Tabs and application state use case

In response to
* Identifying Application State (TAG)
I was assigned action
ACTION-1855 Leigh Klotz to send out tab use case for #! and 
bidirectional binding.

Consider the tabs example from Kurt Cagle et al:

If you want to allow bookmarking a page with a certain tab selected, you
can use server-side logic to populate an instance with the a value from
the Request URI, for example a query string:

In XForms 1.1 you then need this:

<instance id="query-string"><data xmlns=""><tab ... server side data 
goes here ...></data></instance>

<action ev:event="xforms-ready">
<toggle><case value="instance('query-string')/tab"></toggle>

A little more is needed because the Wikibooks example lacks tab
highlighting, and it's done with an instance value kept up-to-date on
toggle.  So we must initialize it.

Consider the page here:

We would then add something like this:

<action ev:event="xforms-ready">
<setvalue ref="instance('tabset-instance')/@value"
                 value="instance('query-string')/tab" />
<case value="instance('query-string')/tab" />

With the XForms 2.0 switch/@ref construct, we can go back to either the
setvalue alone or the toggle alone, assuming we have
<switch ref="instance('tabset-instance')/@value">...</switch>

<action ev:event="xforms-ready">
<case value="instance('tabset-instance')/@value" />

This lets us write an incoming link to a page with a selected tab, but
doesn't give us a way to bookmark the current state as we click around.

The TAG finding explores ways of keeping track of application state.
One of the more readable discussions referred to by the TAG finding is
the article by Jenni Tennison describing one mechanism, called "hash
URIs", dealing with a common practice involving fragment identifiers.

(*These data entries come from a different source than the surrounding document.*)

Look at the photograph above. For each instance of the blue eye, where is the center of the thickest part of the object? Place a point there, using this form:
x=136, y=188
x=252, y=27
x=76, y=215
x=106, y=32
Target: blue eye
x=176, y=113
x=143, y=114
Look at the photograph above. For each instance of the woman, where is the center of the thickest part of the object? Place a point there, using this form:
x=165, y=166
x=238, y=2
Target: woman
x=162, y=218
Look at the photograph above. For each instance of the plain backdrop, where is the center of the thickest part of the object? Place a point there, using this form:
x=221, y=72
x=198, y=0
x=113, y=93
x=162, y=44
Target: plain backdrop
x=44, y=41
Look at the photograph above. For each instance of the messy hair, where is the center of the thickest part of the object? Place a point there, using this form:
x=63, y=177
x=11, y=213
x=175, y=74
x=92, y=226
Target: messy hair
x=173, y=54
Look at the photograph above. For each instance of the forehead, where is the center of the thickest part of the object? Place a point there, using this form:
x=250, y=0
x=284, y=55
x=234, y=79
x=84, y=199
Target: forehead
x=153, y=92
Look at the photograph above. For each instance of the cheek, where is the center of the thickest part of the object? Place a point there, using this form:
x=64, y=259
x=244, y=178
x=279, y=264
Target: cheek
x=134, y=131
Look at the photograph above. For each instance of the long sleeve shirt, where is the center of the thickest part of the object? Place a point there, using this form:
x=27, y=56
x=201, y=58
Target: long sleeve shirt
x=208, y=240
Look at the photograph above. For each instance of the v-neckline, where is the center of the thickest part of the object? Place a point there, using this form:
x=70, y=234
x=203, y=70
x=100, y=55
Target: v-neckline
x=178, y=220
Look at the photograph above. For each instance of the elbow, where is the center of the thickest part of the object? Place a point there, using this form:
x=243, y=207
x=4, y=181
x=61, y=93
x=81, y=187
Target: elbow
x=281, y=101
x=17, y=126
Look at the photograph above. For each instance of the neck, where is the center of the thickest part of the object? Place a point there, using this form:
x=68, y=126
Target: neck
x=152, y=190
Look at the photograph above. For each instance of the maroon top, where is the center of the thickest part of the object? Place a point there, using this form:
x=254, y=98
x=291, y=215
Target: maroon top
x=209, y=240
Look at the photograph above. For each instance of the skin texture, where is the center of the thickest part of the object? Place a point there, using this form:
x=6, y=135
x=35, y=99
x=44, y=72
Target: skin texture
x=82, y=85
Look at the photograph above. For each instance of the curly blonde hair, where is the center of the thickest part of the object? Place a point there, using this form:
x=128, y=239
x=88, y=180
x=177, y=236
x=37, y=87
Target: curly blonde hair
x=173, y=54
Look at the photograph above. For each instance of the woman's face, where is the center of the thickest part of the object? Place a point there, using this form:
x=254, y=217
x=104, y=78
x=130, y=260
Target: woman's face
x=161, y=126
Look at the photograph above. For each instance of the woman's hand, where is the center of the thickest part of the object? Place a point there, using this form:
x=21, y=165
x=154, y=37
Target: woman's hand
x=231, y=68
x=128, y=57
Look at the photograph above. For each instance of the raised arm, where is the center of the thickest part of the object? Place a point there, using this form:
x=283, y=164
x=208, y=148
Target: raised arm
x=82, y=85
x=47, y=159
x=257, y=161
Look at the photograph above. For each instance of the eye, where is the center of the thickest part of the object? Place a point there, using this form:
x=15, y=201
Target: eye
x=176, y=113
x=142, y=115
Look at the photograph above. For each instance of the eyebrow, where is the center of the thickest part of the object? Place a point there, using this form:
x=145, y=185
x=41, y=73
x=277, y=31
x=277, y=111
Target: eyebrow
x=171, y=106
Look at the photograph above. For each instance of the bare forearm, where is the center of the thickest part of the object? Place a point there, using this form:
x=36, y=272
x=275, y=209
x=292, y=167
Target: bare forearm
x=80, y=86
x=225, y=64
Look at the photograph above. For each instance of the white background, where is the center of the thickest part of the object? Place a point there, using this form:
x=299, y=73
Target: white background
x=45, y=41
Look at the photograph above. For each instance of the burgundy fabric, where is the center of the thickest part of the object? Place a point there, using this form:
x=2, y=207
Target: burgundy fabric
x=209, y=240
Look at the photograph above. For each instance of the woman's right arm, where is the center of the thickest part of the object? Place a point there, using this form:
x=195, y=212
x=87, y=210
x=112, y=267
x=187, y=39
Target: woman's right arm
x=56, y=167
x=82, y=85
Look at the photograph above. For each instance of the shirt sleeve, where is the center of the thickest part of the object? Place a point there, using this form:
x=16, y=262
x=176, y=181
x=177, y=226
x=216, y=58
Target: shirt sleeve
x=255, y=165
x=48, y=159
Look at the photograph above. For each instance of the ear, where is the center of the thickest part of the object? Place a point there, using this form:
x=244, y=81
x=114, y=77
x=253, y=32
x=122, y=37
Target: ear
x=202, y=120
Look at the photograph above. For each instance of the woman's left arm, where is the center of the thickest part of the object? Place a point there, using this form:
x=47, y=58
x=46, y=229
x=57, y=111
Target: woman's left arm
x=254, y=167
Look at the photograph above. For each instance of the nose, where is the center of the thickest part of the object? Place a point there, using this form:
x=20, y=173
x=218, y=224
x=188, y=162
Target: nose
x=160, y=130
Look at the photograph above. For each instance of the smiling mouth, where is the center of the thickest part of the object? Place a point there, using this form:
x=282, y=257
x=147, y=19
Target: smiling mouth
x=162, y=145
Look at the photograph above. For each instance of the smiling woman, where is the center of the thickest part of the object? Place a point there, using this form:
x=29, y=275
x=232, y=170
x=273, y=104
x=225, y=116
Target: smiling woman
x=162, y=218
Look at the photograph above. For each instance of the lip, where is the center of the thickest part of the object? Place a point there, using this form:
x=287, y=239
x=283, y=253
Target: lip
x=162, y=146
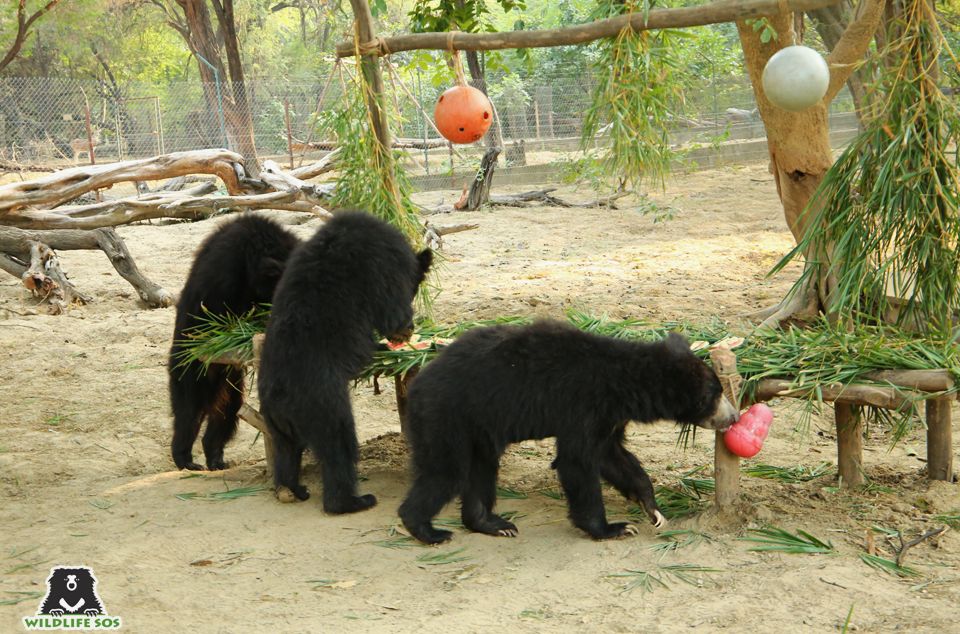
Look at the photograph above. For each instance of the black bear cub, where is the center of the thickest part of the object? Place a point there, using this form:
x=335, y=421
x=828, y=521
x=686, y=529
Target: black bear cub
x=357, y=275
x=500, y=385
x=235, y=269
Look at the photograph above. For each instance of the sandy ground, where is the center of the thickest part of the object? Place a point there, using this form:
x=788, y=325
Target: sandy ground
x=86, y=477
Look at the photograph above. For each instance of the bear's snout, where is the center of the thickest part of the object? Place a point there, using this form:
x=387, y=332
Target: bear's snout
x=724, y=416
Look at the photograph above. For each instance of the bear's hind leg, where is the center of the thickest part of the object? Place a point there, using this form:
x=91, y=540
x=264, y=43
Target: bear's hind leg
x=621, y=468
x=480, y=494
x=335, y=443
x=427, y=496
x=222, y=419
x=580, y=479
x=188, y=401
x=287, y=456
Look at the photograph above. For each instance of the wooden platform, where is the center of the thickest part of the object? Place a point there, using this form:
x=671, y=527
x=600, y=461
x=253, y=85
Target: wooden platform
x=905, y=387
x=894, y=389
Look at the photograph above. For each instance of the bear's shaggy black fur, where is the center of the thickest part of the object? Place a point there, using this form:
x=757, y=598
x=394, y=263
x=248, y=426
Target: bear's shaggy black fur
x=357, y=275
x=71, y=591
x=235, y=269
x=499, y=385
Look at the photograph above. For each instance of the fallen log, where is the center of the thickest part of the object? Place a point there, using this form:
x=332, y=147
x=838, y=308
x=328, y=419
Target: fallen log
x=112, y=213
x=56, y=189
x=397, y=144
x=326, y=164
x=480, y=187
x=46, y=279
x=18, y=244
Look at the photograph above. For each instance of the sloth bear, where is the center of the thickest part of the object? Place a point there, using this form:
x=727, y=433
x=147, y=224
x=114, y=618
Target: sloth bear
x=235, y=269
x=357, y=275
x=499, y=385
x=71, y=591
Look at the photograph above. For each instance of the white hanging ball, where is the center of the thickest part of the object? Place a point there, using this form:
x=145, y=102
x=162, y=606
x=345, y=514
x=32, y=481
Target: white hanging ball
x=795, y=78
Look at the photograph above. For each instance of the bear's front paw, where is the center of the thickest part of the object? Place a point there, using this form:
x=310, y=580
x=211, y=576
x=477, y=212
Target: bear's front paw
x=430, y=535
x=287, y=494
x=351, y=504
x=615, y=531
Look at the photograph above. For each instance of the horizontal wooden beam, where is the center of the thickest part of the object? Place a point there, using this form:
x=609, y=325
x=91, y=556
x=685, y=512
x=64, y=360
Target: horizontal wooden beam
x=887, y=397
x=713, y=13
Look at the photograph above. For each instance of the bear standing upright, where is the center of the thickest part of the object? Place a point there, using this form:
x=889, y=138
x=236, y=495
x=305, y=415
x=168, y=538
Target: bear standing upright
x=500, y=385
x=357, y=275
x=235, y=269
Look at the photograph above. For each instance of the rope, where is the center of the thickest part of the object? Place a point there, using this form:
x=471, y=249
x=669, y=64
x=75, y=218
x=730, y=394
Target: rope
x=455, y=59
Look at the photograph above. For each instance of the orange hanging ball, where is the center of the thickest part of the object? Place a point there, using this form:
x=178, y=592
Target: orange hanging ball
x=463, y=114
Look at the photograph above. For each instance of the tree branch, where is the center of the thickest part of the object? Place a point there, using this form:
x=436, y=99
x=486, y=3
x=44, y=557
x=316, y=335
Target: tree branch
x=656, y=19
x=23, y=29
x=853, y=45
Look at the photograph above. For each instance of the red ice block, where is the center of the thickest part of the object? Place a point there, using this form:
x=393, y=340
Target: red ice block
x=745, y=437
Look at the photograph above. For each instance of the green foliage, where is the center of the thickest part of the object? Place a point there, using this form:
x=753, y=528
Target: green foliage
x=216, y=335
x=887, y=210
x=223, y=496
x=471, y=16
x=370, y=177
x=648, y=581
x=509, y=93
x=767, y=31
x=888, y=566
x=789, y=475
x=637, y=93
x=774, y=539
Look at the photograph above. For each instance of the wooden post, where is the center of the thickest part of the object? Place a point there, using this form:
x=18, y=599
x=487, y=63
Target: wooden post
x=726, y=465
x=401, y=384
x=849, y=445
x=286, y=117
x=939, y=445
x=254, y=417
x=91, y=153
x=370, y=65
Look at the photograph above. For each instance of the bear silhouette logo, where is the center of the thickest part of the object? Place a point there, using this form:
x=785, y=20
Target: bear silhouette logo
x=71, y=603
x=71, y=591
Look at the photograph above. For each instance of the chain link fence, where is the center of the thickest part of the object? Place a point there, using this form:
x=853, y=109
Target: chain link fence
x=52, y=122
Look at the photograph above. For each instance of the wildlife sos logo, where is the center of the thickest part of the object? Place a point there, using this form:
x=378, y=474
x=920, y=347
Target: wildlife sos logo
x=71, y=603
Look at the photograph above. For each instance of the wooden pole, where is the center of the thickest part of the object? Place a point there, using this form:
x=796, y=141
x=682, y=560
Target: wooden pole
x=714, y=13
x=726, y=465
x=364, y=31
x=91, y=154
x=286, y=117
x=849, y=445
x=939, y=442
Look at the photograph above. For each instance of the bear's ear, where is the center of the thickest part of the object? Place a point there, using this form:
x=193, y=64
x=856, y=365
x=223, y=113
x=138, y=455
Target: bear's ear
x=425, y=259
x=677, y=343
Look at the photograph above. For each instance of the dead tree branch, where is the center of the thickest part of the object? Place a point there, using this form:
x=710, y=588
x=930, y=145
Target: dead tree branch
x=20, y=244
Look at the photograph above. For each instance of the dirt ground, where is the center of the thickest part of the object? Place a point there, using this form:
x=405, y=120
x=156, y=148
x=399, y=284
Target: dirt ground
x=86, y=477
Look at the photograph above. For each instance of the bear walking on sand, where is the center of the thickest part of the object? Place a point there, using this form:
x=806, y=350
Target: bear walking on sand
x=235, y=269
x=504, y=384
x=357, y=275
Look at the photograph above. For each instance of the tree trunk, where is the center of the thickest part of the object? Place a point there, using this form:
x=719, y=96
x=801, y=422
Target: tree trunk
x=799, y=142
x=202, y=40
x=493, y=138
x=246, y=144
x=830, y=22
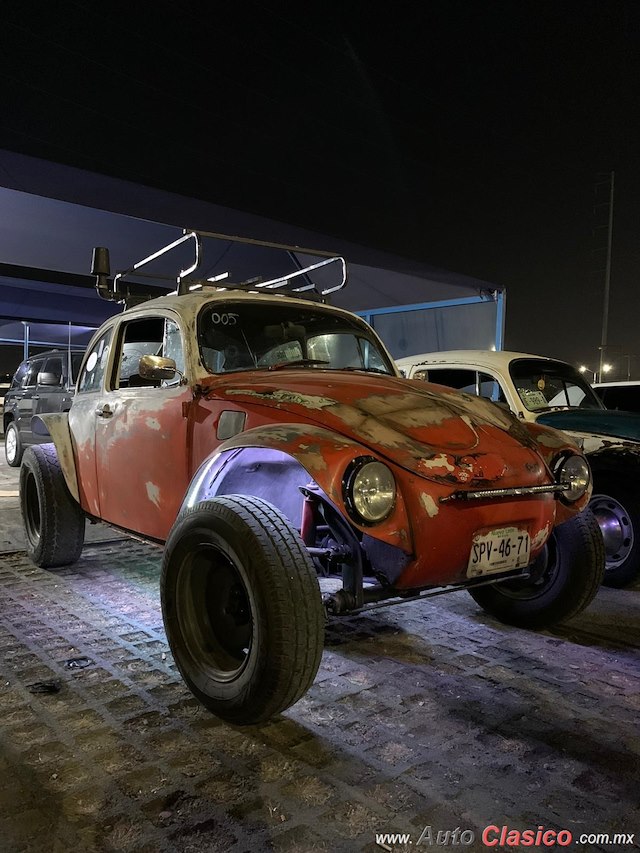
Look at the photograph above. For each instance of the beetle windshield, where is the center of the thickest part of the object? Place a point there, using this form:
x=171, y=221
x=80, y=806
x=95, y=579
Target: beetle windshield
x=266, y=335
x=543, y=385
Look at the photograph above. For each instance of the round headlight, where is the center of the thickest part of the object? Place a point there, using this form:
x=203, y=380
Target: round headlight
x=574, y=472
x=370, y=491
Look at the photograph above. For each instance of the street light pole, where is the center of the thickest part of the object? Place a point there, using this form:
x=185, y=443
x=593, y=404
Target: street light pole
x=607, y=278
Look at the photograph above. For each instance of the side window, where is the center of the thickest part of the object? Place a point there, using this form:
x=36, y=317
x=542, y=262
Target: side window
x=490, y=388
x=454, y=377
x=31, y=378
x=95, y=365
x=76, y=363
x=149, y=336
x=53, y=366
x=20, y=375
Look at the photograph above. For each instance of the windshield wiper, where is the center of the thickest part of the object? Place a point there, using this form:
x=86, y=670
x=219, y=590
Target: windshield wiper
x=300, y=362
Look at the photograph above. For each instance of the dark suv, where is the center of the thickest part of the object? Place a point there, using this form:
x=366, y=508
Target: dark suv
x=42, y=383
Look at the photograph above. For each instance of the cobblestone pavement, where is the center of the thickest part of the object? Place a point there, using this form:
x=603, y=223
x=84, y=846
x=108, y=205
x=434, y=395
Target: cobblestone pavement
x=427, y=714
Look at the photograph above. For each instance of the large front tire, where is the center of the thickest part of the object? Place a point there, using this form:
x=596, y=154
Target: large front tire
x=563, y=580
x=53, y=521
x=242, y=608
x=617, y=511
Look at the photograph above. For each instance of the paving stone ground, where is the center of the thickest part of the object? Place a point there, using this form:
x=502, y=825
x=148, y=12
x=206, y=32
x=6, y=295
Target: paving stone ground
x=427, y=714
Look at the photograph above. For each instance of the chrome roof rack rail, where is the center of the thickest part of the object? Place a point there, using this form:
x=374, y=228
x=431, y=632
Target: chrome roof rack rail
x=119, y=290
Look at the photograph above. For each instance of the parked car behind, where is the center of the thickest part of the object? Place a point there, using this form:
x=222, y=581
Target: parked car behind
x=551, y=392
x=42, y=383
x=624, y=396
x=267, y=439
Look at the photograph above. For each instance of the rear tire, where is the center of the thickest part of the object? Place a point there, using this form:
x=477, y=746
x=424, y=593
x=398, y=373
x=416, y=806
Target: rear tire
x=53, y=521
x=242, y=608
x=617, y=511
x=13, y=449
x=564, y=579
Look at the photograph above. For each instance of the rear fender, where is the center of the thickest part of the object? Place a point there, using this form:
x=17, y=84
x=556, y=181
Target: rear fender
x=57, y=426
x=273, y=462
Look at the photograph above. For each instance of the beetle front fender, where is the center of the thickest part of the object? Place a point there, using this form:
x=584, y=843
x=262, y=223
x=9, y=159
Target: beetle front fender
x=57, y=426
x=274, y=461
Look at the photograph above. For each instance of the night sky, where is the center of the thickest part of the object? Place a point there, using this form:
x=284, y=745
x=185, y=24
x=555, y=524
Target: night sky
x=467, y=134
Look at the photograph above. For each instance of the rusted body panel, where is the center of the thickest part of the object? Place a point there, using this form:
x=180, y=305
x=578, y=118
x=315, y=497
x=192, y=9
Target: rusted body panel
x=153, y=450
x=57, y=425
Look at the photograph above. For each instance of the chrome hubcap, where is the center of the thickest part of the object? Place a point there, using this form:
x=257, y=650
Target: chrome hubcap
x=616, y=528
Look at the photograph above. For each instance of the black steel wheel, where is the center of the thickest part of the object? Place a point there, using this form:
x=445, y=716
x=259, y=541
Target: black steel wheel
x=13, y=445
x=242, y=608
x=563, y=580
x=617, y=511
x=53, y=521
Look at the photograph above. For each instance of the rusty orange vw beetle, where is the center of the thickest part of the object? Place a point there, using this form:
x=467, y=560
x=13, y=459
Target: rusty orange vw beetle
x=267, y=440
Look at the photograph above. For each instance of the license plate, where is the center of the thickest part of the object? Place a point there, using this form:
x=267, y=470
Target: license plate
x=498, y=551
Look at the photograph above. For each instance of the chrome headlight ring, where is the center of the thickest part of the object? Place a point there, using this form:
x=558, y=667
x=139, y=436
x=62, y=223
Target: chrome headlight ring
x=369, y=490
x=572, y=470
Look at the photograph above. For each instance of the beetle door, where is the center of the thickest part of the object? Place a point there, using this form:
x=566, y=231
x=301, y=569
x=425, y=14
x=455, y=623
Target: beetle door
x=141, y=432
x=82, y=419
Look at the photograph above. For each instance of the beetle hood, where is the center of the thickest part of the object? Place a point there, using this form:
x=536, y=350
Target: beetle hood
x=435, y=432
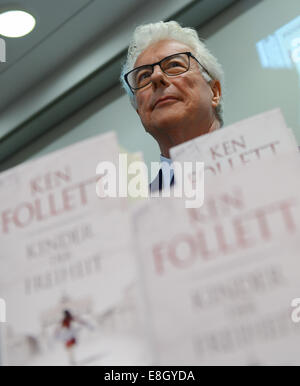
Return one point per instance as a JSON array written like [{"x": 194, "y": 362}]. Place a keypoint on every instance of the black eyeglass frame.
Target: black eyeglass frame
[{"x": 189, "y": 54}]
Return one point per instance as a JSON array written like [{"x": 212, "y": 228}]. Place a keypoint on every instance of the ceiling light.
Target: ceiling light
[{"x": 14, "y": 24}]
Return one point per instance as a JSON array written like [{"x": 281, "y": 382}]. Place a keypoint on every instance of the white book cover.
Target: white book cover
[
  {"x": 67, "y": 267},
  {"x": 261, "y": 137},
  {"x": 221, "y": 279}
]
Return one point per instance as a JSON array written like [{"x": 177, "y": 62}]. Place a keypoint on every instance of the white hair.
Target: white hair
[{"x": 147, "y": 34}]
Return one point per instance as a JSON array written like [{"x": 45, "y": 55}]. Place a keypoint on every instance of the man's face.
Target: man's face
[{"x": 191, "y": 99}]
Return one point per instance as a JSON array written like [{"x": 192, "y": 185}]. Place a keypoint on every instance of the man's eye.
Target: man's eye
[
  {"x": 174, "y": 64},
  {"x": 143, "y": 76}
]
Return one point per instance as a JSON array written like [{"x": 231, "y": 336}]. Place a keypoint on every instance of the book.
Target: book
[
  {"x": 220, "y": 280},
  {"x": 67, "y": 264},
  {"x": 255, "y": 139}
]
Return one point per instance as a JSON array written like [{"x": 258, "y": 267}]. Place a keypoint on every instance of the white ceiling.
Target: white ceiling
[
  {"x": 73, "y": 56},
  {"x": 64, "y": 29}
]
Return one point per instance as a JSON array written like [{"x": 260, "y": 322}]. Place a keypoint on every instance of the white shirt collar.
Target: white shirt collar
[{"x": 167, "y": 170}]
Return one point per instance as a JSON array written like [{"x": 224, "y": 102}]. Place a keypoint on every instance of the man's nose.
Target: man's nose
[{"x": 159, "y": 78}]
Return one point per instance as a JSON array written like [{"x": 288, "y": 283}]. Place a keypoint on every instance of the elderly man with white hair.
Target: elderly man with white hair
[{"x": 174, "y": 84}]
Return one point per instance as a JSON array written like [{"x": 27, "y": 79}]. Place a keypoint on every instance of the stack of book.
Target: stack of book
[{"x": 89, "y": 279}]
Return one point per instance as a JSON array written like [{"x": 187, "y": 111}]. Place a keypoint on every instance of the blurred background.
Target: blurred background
[{"x": 60, "y": 83}]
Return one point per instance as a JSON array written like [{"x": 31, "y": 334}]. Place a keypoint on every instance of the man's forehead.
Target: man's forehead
[{"x": 159, "y": 50}]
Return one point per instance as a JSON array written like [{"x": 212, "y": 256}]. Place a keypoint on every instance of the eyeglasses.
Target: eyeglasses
[{"x": 172, "y": 65}]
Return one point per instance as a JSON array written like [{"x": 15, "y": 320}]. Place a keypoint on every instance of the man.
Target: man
[{"x": 175, "y": 86}]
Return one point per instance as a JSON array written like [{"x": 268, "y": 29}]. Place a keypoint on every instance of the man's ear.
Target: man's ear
[{"x": 217, "y": 92}]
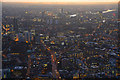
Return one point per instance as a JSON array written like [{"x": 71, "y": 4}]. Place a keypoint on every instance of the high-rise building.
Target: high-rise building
[{"x": 15, "y": 25}]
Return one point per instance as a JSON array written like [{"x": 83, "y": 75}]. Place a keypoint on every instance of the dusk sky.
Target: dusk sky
[{"x": 59, "y": 0}]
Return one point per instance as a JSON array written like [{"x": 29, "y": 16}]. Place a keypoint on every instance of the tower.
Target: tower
[{"x": 15, "y": 25}]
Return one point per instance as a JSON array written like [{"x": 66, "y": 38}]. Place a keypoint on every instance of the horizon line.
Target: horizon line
[{"x": 86, "y": 2}]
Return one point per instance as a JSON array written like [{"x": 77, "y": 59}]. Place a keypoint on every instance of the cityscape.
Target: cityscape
[{"x": 60, "y": 41}]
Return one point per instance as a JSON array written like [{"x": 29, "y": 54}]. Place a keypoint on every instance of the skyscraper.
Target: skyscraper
[{"x": 15, "y": 25}]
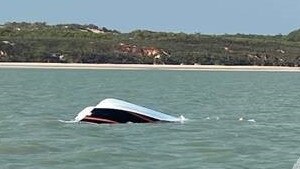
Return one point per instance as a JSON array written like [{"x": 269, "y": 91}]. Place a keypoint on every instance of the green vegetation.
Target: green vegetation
[{"x": 74, "y": 43}]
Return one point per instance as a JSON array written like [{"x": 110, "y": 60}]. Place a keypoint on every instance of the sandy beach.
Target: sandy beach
[{"x": 27, "y": 65}]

There are trwo advantages of using fragment identifiers
1. they can be read and updated solely on the client
2. semantically they already refer to page parts

Please refer to Jenni's article for more details.

I think we should take a look at the HTML5 history API and the Hashbang
work to see if we can use the events defined there to map to an instance
or function that allows bidirectional binding.  That way, when the user
clicks and the case toggles, and the switch/@ref changes the instance
value, that value propagates back to the location URI automagically.